10-19-2016 12:21 PM - edited 03-12-2019 01:25 AM
Hi Guys,
I need a little assistance here. I am configuring a ASA-5512-x. I need to make communication between interfaces of same security level. I tried "same-security-traffic permit inter-interface" and I tried doing static nat, dynamic nat, pat,,but nothing seems to be working. I have multiple interfaces which I want to communicate.

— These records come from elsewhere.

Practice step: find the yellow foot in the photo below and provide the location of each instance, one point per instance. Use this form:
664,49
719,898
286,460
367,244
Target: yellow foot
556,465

1) First is 192.168.11.0/24
2) second is 10.50.50.0/24
3) 3rd is 10.246.38.0/24
Can anyone guide me in right direction? I am not using any ACL as I read on some forums if you are using same security feature then no need for acl or acl overrides it. I am doing config via asdm .
10-19-2016 02:55 PM
ASA software has a built-in tool called packet-tracer that is excellent at showing you the path a flow takes through the appliance and the outcome of each step.
packet tracer input <nameif> tcp <source address> <source port> <destination address> <destination port>
Be sure to use a downstream host address for the source and destination - not the ASA interface addresses.
10-19-2016 03:45 PM
access control lists can be very picky.
There is an implicit deny at the end that does not exist.

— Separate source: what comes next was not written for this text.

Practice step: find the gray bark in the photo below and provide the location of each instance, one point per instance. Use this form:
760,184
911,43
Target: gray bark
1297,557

If you do no explicitly permit it it will be implicitly denied.
If you are hooking up hosts to the firewall interfaces you want to make sure the default gateway is the same as the interface IP on the firewall vlan you are connecting.
Also use packet-tracer to see where the hangup is when the traffic is traversing the interface.
If you are unfamiliar with the commands just use ? after the beginning of the command to see the different paths you can take.
show asp drop can help.
you might need to clear it first and try to initiate traffic a couple times.
clear asp drop
10-19-2016 09:59 PM
Following is the output:
10-19-2016 11:29 PM
Discover and save your favorite ideas. Come back to expert answers, step-by-step guides, recent topics, and more.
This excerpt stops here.